Chapek’s contract was renewed in June, making his defenestration look clumsy, but in other respects Iger’s second act is well timed. He takes over with Disney’s share price at undemanding levels having fallen more than 40% this year. The long-awaited Avatar sequel is finally due for release next month and Disney’s centenary next year is sure to deliver a shot of nostalgia. He might also find some low-hanging fruit to soothe investors such as buying out Comcast Corp.’s one-third stake in the Hulu streaming service.

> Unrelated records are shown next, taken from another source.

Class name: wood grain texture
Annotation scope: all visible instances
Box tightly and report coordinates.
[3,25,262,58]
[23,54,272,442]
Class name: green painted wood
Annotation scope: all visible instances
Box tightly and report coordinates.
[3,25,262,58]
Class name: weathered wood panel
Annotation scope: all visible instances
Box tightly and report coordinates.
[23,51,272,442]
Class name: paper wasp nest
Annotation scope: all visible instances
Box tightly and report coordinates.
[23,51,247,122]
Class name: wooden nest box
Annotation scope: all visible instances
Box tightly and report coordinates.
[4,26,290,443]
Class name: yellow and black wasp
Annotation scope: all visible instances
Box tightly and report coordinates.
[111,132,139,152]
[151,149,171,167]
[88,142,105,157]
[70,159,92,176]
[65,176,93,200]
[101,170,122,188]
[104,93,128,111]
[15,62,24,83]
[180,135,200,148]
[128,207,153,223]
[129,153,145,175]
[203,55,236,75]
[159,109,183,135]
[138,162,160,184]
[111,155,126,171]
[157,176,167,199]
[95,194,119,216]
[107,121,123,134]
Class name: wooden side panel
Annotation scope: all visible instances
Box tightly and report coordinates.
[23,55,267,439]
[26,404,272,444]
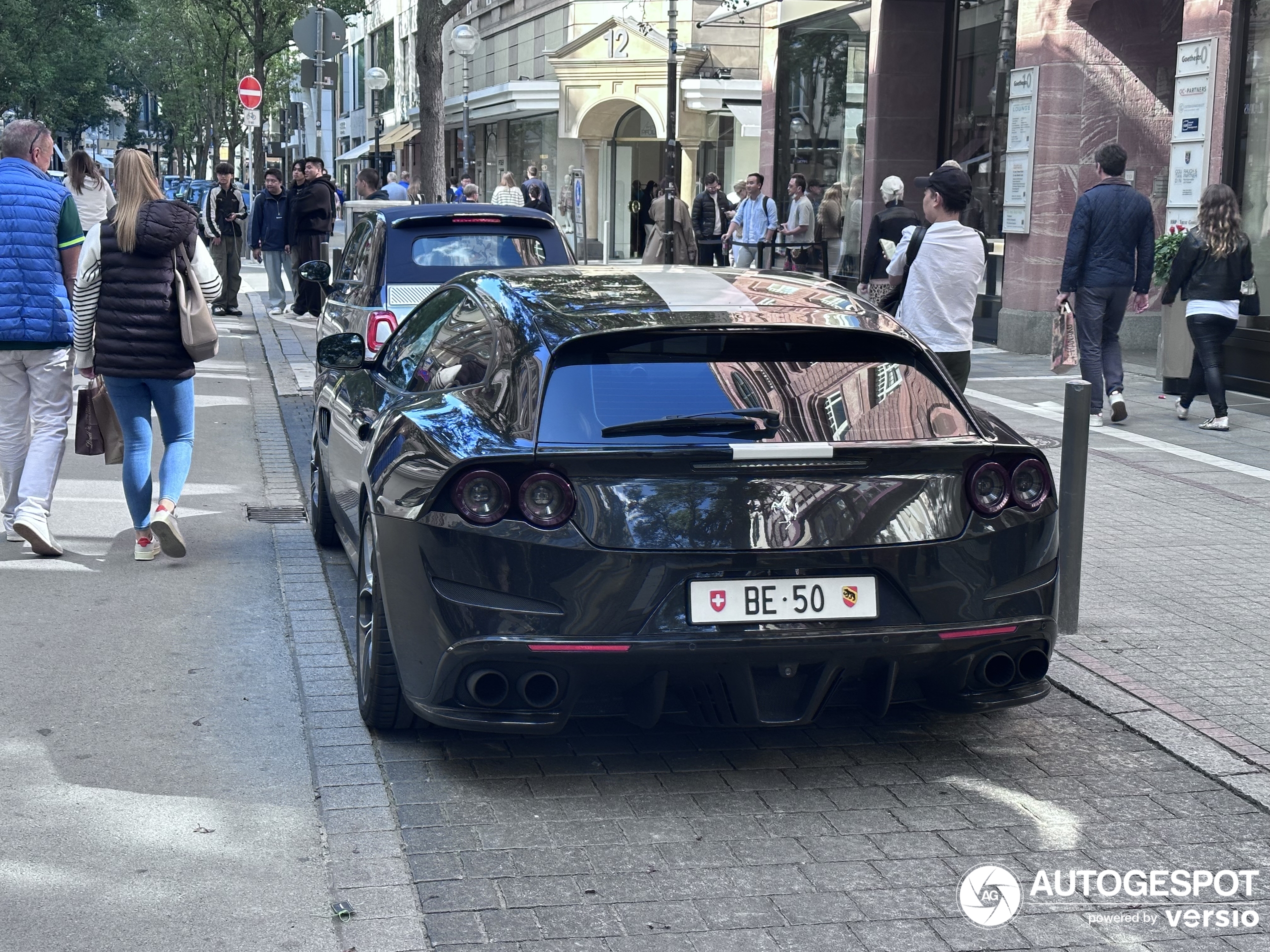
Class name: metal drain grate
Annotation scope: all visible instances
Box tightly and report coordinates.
[246,505,308,523]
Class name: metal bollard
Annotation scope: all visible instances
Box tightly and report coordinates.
[1058,379,1094,637]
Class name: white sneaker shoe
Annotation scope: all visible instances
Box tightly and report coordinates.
[150,509,186,559]
[1108,390,1129,423]
[12,518,62,556]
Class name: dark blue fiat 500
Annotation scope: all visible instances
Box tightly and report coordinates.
[310,266,1058,733]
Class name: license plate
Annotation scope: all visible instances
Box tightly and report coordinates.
[688,575,878,625]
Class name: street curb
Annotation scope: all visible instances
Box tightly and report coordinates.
[1049,651,1270,813]
[244,294,430,952]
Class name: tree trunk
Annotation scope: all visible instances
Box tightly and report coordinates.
[414,0,465,202]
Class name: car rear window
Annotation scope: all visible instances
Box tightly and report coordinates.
[538,331,974,446]
[410,232,546,269]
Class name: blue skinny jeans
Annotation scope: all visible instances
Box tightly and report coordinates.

But Iger can’t wave a magic wand. Facing a cost of living crisis, customers may eventually recoil at the price hikes Disney is implementing at Disney+ and its theme parks. Movie theatre audiences are also unlikely to rebound to pre-pandemic levels. Metrics such as box office receipts no longer matter as much, upending how “talent” is compensated. Though Disney has an excellent stable of stories and characters, it spent about US$30 billion on content last year to feed the streaming beast, amid competition from deep-pocketed rivals such as Apple Inc., Netflix Inc. and Amazon.com Inc. Not everybody has warmed to its experiments with the Star Wars and Marvel franchises.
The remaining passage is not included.